LISA REAGAN: I was actually thinking of Kathy Kendall-Tackett’s research that shows mothers do sleep better, breastfeeding mothers.
JAMES MCKENNA: Oh, I am sorry…that was the point. We did find well two things. We asked the mothers how did they sleep and our bedsharing moms as opposed to our solitary sleeping breastfeeding moms – 60% of them said they slept enough or good whereas only 40% of the breastfeeding moms that solitary slept said they slept enough or good. But the point I was going to make is that statistically speaking we did find that bedsharing breastfeeding mothers slept more in minutes per sleep night than did the solitary breastfeeding mothers. And it was very clear where the solitary sleeping breastfeeding mothers lost their sleep time: it was when they tried to relocate their baby after they fed them back into the crib where the baby just refused to go, and we finally realized, “Well listen, this baby does not want more milk, this baby just does not want to be left alone.” So the mom kept trying to feed the baby again and the baby really did not even most of the time take the milk, but more than anything they just wanted continuing proximity and contact with the mother. It was a very interesting insight to see where the separate sleeping breastfeeding mothers were losing all their sleep, and it was trying to get the baby to be alone.

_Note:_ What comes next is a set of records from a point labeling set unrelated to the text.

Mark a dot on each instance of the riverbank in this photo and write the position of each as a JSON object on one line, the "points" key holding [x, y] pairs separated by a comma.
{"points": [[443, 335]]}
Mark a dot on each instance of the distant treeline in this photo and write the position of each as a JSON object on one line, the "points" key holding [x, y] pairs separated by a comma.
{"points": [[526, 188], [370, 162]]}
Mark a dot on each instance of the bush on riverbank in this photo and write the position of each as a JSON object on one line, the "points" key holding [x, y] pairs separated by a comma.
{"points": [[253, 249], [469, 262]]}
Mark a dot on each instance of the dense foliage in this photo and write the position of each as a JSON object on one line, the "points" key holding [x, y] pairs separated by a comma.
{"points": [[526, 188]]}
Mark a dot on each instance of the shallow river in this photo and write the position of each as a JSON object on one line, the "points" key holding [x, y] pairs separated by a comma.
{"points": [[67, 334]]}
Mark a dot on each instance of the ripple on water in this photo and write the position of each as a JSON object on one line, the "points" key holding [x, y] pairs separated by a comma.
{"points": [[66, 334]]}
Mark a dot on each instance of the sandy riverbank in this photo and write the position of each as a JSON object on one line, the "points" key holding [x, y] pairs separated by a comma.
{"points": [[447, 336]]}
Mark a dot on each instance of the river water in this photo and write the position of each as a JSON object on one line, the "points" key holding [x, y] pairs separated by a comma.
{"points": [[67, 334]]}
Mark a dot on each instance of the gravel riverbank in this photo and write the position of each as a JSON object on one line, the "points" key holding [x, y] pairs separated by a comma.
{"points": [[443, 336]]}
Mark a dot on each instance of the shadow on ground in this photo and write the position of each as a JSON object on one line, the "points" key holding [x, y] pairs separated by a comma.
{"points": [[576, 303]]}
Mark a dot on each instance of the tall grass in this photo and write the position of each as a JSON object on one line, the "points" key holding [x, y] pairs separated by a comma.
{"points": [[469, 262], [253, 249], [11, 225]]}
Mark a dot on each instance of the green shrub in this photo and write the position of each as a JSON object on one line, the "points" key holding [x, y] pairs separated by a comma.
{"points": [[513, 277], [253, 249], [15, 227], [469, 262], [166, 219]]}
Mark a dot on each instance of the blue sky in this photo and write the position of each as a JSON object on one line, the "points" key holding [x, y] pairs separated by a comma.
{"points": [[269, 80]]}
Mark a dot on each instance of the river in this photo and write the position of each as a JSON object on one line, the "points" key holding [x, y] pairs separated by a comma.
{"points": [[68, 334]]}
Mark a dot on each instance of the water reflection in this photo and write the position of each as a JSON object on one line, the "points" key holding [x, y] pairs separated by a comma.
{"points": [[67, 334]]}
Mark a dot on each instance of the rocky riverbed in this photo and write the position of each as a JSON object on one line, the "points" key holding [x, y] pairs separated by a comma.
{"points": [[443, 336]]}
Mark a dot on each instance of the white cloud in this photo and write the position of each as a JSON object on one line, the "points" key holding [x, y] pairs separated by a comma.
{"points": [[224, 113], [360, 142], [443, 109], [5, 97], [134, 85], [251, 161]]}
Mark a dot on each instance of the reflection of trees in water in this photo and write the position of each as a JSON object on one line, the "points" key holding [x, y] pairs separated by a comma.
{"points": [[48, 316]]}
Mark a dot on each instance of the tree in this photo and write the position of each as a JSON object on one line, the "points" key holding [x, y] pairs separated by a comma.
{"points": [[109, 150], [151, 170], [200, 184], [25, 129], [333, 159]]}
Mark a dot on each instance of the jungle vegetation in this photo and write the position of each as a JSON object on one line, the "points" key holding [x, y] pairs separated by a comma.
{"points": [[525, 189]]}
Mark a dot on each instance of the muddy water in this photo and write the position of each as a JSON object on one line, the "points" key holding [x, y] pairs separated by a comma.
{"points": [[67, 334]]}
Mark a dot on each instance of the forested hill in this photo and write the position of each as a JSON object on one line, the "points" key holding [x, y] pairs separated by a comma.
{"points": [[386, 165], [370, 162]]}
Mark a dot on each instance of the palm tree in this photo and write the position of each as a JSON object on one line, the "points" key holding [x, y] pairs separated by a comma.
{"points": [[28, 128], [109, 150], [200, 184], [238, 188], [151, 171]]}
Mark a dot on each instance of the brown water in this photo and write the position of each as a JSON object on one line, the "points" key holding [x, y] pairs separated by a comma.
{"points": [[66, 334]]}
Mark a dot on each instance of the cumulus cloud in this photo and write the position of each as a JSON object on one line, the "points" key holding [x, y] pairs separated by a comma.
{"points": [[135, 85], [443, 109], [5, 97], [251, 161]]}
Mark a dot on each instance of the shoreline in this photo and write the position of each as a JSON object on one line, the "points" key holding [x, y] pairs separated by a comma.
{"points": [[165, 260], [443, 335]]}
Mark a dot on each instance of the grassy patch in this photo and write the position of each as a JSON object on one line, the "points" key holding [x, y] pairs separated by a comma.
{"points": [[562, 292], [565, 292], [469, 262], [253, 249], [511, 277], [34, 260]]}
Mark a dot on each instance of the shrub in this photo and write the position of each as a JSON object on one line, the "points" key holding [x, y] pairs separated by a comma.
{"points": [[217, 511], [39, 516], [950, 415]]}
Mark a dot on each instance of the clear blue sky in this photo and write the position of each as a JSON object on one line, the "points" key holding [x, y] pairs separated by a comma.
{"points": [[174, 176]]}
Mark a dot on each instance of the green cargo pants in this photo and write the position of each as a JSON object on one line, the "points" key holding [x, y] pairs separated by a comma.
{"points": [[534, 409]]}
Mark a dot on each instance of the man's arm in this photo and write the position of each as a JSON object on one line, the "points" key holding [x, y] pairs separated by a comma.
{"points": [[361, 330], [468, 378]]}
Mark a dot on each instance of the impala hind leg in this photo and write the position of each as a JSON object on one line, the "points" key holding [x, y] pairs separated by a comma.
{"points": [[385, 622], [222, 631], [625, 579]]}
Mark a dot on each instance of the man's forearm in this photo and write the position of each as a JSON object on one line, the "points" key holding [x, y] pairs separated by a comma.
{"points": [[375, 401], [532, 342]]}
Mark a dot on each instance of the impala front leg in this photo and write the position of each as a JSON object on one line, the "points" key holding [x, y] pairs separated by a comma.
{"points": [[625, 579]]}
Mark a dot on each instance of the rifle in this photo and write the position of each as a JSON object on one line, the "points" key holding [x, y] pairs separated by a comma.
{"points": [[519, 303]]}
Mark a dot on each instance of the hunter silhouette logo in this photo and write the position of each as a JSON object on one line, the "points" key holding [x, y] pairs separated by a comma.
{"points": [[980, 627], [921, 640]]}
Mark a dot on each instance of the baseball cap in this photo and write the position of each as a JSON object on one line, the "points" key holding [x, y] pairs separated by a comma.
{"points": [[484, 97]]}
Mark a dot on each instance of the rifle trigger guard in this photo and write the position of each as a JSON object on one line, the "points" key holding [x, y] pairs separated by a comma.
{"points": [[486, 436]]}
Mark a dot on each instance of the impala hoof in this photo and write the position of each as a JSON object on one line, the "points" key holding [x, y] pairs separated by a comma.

LISA REAGAN: I just thank you so much for is it 25 years now that you have been doing this work?
JAMES MCKENNA: Well, I started about 30 years ago in the theoretical training and neurobiological studies that I wanted to do before I really shifted my emphasis into human mother-infant sleep in relationship to SIDS and breastfeeding, so it has been about 30 years I guess at this point.
LISA REAGAN: Well, thank you so much for that. Three decades of your life, and I want to tell everyone if you want to see the Safe Cosleeping Guidelines that are up on Dr. McKenna’s website it is cosleeping.nd.edu
JAMES MCKENNA: Great, well thank you for. Thanks, Lisa. It was great talking with you and sharing what I have learned.
LISA REAGAN: It is tremendous, and I look forward to talk to you again soon.